Blown Speaker Project | Released by Mike Clouds
Though I don’t have a moral issue with that or anything, I do wonder why he doesn’t choose to show off more. The disc has his name on it, for heaven’s sake, but most of the time you’ll find yourself paying attention to the standard crew of Portland rappers. There’s Syn the Shaman spinning an ugly tale of “High School Revenge,” boasting of being “back in school, callin’ in bomb threats” and declaring “‘Fuck you’ are the words it should have read/Right under my senior picture.” Ghost one-ups him, in “One, Two” not only declaring that he rules “the state of Maine like Governor Baldacci” (um, badly?), but also that, “I throw the backhand at homos like I’m pimpin’ a ho.”

That’s literary, that is.

With Mike Clouds’s name on the front of the disc, it’s interesting to wonder about ownership.

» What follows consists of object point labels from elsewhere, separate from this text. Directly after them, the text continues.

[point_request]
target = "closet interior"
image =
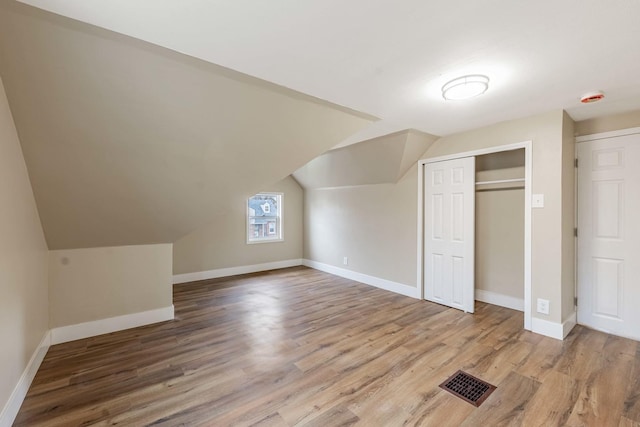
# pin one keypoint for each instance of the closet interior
(499, 224)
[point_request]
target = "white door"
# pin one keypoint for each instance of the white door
(609, 235)
(449, 220)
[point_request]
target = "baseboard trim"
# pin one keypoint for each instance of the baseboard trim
(11, 408)
(500, 299)
(234, 271)
(555, 330)
(387, 285)
(111, 324)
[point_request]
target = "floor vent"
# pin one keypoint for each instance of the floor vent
(467, 387)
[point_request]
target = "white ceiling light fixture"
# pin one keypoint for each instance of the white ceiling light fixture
(465, 87)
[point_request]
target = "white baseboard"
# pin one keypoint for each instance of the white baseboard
(233, 271)
(385, 284)
(552, 329)
(499, 299)
(10, 410)
(111, 324)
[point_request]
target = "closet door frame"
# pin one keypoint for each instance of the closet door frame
(527, 145)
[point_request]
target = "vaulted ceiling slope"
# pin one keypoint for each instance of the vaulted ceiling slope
(390, 58)
(129, 143)
(382, 160)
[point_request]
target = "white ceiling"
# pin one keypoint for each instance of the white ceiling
(389, 59)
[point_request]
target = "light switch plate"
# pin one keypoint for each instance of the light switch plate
(537, 201)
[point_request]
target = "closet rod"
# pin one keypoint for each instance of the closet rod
(511, 187)
(500, 181)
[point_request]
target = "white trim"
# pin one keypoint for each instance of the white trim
(528, 183)
(604, 135)
(11, 408)
(387, 285)
(552, 329)
(473, 153)
(234, 271)
(500, 299)
(280, 238)
(111, 324)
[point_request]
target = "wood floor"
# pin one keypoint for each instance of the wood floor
(301, 347)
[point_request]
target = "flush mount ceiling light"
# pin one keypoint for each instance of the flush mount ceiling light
(465, 87)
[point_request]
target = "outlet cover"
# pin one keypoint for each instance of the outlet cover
(543, 306)
(537, 201)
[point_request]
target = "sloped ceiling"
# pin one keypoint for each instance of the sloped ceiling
(391, 58)
(129, 143)
(382, 160)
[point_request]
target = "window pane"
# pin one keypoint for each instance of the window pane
(264, 217)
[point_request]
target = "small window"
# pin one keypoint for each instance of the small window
(264, 218)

The individual contributors are credited, but it’s Clouds who has chosen this collection of songs to wrap his arms around, and the disc, all of its parts included, stands as his personal piece of art. Where does credit, or blame, rightfully lie?

It’s true that on both of those tracks, Clouds sets the mood wonderfully. He’s a producer, and does a fine job of laying groundwork for the MCs to build upon, but it’s hard to say he’s anything other than a role player in the creation of the piece that reaches the listener. The beats might rattle the windows, but they won’t rattle your cages.